I'm not sure what you mean by this. I have it set to Custom Policy, is that what you mean? Only higher option is Block All. I have the alert settings at the highest option, although this will probably be unneccesary once I've fixed my problems with CIS. (https://forums.comodo.com/firewall-help-cis/files-are-being-downloaded-but-comodo-says-no-connections-t66895.0.html)

I had read that in the manual, it’s the “then” that confuses me.

But anyway I don’t see how that relates to stealthed ports. If it’s necessary, why isn’t that rule always there, and if it isn’t necessary, why is it added when ports are stealthed?

Thank you.

The answer made to you:

The logic of CIS is that outgoing traffic is handled by Application Rules.

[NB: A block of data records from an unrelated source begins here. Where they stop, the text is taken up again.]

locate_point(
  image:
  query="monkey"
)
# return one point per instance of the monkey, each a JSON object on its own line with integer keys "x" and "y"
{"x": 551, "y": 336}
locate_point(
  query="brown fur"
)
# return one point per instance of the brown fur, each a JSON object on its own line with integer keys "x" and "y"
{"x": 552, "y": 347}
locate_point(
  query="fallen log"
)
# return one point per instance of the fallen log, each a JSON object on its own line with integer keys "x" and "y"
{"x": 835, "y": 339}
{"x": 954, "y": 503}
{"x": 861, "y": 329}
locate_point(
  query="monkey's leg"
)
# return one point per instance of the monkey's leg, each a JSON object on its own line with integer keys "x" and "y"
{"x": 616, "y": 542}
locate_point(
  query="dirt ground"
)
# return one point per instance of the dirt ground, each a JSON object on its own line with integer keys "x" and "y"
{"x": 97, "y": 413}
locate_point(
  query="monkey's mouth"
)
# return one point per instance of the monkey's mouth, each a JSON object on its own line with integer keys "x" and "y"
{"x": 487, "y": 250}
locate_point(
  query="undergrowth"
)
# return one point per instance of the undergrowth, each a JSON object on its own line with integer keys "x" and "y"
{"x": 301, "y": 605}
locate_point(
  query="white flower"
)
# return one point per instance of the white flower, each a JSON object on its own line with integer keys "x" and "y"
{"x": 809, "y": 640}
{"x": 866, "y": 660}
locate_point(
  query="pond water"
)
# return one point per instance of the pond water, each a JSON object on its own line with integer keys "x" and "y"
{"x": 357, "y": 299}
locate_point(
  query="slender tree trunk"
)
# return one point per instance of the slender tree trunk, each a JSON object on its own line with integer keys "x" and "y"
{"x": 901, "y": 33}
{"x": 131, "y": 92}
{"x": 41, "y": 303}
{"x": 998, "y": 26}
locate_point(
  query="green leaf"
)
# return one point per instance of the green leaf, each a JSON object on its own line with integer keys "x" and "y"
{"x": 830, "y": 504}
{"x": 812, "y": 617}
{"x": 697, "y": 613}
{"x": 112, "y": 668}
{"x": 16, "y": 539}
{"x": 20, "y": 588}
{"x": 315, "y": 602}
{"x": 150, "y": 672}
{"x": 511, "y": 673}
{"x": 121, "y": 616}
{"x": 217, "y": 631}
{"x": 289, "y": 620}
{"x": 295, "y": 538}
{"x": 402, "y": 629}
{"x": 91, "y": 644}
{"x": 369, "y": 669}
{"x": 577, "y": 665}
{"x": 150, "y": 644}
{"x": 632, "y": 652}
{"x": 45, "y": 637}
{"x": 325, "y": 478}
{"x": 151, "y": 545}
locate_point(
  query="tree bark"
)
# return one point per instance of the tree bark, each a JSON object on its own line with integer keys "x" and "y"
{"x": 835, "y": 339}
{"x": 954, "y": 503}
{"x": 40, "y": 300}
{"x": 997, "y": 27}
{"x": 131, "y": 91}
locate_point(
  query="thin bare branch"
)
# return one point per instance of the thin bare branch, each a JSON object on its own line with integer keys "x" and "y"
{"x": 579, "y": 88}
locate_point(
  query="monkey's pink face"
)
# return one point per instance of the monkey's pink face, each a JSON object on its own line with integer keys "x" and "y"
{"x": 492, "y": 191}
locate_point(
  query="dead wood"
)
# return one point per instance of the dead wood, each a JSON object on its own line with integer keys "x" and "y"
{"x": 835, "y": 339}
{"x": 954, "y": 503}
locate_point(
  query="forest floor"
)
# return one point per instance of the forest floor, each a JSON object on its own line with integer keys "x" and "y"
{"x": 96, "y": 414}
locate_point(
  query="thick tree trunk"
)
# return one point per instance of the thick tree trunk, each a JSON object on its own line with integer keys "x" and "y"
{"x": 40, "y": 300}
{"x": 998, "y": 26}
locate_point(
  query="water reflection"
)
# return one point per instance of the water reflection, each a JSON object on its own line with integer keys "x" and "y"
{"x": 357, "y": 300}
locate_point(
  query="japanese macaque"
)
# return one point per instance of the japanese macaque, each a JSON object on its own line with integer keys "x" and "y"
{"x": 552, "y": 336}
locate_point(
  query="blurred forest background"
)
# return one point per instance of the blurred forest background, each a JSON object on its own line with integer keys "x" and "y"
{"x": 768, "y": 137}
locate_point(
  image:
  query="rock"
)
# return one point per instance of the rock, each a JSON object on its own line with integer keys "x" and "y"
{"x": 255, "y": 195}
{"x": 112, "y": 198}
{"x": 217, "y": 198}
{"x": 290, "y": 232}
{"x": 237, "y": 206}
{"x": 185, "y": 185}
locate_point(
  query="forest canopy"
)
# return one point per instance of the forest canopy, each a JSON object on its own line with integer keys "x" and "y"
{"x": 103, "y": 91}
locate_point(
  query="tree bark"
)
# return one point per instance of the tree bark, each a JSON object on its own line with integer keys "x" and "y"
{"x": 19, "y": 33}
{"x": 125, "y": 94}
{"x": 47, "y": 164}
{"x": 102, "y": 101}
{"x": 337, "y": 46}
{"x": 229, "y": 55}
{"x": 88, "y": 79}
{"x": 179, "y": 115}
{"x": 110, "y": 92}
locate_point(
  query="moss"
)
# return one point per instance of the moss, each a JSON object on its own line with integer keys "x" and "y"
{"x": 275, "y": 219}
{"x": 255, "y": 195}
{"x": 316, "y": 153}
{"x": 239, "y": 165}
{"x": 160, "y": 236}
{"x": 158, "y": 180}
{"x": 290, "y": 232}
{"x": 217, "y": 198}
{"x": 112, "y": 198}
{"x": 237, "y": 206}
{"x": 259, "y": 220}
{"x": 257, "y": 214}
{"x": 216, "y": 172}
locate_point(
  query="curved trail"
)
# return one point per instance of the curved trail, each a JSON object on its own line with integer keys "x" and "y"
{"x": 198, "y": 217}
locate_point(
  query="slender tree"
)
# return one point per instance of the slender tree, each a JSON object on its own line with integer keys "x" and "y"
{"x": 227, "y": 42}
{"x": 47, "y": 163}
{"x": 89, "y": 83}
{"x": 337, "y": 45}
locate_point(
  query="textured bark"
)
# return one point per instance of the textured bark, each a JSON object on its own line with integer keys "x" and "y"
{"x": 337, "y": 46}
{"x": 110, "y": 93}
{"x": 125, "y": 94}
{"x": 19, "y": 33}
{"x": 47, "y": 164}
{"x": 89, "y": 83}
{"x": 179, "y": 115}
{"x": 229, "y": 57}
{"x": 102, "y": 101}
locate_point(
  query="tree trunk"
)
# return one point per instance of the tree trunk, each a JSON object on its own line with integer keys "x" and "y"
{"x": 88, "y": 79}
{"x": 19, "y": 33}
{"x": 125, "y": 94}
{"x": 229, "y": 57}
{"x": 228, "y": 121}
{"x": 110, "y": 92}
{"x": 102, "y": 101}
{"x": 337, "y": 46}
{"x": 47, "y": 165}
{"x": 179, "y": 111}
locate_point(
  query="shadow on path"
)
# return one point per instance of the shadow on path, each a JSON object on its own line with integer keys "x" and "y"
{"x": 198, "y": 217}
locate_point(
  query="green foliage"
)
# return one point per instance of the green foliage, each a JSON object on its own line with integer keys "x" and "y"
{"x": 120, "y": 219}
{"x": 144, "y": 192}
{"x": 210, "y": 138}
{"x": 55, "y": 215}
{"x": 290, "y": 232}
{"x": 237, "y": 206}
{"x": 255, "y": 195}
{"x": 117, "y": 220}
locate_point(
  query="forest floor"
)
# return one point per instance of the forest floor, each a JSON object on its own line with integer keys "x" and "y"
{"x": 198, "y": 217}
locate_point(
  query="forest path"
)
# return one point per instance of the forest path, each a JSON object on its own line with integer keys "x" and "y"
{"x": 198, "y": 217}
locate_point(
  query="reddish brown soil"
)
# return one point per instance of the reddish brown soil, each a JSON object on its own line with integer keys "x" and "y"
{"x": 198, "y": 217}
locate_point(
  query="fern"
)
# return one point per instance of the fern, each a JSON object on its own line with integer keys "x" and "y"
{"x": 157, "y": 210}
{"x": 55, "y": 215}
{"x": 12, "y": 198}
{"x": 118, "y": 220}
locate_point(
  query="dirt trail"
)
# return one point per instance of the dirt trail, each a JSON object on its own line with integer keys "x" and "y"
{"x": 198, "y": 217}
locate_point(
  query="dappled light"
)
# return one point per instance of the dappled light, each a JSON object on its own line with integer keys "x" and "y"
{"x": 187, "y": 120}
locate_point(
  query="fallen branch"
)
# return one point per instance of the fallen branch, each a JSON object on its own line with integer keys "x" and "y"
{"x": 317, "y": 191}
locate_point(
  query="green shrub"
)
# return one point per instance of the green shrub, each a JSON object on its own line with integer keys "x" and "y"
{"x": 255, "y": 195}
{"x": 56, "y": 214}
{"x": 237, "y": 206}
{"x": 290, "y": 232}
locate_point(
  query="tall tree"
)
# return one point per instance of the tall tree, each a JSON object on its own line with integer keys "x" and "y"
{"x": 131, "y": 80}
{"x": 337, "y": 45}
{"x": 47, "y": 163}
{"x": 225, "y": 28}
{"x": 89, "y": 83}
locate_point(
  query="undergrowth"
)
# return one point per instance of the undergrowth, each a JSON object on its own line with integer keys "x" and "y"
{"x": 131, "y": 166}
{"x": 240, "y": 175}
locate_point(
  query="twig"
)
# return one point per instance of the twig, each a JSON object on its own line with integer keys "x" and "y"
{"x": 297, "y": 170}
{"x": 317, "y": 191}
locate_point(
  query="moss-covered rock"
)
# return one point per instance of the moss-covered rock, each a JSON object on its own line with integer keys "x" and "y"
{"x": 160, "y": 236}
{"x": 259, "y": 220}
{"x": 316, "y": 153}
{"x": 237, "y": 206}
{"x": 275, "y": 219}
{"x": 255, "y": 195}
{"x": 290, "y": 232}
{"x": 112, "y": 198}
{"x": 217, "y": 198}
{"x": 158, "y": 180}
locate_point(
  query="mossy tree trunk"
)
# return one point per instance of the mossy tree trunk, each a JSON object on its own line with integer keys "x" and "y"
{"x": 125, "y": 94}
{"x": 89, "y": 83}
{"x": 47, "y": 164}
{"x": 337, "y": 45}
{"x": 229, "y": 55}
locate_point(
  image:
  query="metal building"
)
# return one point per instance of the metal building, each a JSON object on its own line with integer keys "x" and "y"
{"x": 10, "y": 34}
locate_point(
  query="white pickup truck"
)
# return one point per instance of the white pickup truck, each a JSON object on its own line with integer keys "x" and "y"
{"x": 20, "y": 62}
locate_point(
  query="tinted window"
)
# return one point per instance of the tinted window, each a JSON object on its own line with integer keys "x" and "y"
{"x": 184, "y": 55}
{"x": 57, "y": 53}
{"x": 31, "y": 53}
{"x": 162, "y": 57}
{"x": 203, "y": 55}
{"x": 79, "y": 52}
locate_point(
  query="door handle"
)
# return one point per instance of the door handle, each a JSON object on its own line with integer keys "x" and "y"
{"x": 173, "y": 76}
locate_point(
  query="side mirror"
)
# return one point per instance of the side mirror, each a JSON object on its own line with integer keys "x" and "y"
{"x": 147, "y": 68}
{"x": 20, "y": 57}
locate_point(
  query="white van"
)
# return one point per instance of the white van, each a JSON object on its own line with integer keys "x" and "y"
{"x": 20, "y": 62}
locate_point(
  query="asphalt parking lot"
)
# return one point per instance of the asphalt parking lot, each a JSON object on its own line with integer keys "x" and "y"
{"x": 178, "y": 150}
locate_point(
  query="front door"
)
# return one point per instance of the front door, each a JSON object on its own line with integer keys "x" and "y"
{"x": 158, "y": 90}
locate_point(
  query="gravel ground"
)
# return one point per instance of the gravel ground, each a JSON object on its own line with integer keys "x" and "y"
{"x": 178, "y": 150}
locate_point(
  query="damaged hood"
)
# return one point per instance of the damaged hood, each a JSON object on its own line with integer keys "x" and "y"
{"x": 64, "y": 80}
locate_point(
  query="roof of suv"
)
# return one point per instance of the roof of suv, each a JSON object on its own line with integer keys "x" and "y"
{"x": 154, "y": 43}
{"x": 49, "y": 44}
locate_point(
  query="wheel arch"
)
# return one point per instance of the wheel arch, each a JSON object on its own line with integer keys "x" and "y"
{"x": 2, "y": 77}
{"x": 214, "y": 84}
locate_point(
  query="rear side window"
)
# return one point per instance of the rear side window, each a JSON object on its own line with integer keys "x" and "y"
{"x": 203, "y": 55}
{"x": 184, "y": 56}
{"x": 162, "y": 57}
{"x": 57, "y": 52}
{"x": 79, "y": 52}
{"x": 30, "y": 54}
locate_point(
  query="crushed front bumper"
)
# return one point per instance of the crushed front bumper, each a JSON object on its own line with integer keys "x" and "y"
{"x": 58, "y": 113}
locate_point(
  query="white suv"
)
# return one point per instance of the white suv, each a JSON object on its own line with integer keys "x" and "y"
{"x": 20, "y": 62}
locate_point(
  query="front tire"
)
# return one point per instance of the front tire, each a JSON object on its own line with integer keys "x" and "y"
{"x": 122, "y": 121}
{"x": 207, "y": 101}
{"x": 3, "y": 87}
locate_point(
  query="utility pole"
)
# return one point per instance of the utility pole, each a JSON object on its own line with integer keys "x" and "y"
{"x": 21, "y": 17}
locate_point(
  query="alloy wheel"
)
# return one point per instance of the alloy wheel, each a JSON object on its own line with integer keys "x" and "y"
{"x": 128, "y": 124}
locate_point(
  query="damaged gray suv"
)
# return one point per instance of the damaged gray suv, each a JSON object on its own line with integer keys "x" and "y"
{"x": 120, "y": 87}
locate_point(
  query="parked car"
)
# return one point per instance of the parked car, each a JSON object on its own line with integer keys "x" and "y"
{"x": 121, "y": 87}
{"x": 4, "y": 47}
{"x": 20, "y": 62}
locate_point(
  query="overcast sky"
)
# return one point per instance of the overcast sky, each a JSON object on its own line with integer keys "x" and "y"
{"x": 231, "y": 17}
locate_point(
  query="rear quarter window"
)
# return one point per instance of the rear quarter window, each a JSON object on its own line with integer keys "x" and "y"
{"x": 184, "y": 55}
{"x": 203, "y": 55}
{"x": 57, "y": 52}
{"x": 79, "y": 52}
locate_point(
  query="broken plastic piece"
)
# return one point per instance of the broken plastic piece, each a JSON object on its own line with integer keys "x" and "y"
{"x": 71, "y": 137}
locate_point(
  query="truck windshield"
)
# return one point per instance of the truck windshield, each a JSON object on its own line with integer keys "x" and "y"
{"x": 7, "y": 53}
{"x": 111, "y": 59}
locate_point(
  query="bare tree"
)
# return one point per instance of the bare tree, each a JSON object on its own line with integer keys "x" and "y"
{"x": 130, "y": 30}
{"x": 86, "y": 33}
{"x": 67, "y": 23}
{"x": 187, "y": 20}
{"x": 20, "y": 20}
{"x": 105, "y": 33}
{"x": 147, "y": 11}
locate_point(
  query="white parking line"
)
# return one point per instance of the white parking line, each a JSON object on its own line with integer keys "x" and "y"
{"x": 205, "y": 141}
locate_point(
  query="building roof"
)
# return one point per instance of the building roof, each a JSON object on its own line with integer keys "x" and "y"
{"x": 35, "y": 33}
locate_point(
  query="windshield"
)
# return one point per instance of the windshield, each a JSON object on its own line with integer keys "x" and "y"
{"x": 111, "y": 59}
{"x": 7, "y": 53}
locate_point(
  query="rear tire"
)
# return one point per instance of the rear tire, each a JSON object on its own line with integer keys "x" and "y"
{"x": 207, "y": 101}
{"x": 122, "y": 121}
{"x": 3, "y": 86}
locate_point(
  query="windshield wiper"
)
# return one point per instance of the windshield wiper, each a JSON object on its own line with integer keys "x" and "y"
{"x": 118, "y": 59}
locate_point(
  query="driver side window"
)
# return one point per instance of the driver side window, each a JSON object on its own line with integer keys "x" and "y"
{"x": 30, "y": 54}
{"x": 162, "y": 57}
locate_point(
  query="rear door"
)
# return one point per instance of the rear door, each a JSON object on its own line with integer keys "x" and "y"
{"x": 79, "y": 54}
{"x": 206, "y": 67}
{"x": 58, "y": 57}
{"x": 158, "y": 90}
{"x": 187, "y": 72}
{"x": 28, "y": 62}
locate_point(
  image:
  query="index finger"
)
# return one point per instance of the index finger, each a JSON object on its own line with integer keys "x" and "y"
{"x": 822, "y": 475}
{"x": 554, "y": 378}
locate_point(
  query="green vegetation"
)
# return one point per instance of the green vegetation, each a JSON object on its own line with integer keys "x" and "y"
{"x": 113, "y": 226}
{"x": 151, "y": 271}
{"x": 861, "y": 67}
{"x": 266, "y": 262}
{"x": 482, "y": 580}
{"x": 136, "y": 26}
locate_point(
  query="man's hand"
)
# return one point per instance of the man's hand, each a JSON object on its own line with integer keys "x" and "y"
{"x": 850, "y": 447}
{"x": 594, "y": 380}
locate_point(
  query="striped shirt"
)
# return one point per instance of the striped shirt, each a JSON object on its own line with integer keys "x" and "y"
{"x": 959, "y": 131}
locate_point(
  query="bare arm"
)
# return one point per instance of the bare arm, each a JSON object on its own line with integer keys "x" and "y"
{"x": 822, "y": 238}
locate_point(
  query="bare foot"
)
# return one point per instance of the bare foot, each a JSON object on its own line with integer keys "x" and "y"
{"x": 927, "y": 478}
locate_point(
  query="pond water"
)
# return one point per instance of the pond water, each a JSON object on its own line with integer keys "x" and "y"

Outgoing traffic first goes through Application Rules and then through Global Rules.
is the general CIS logic (it's the opposite with inbound rules) but makes no sense if the first global rule is:
Allow IP Out From MAC Any To MAC Any Where Protocol is Any
By definition, everything out is allowed in these conditions despite your application rules: i would delete such a rule (and my idea is that you should only have ICMP global rules), but you do like you want.

Concerning other points:

Then why is Comodo doing it?
So, why are these rules not always there, but only added when stealthing ports?
I don't know, i am not a Comodo developper, altough i suppose that some Ipv6 options shall be present before Ipv6 is generalized. The important thing is confusion on a LAN between MAC and IP but, in most usual situations, assigning whatever communicating device on your LAN not its MAC adress, but a static local IP (i.e. denying DHCP) should be enough, and you should not have to use any MAC adress (note that whatever rule from MAC to MAC indeed accepts IP entries).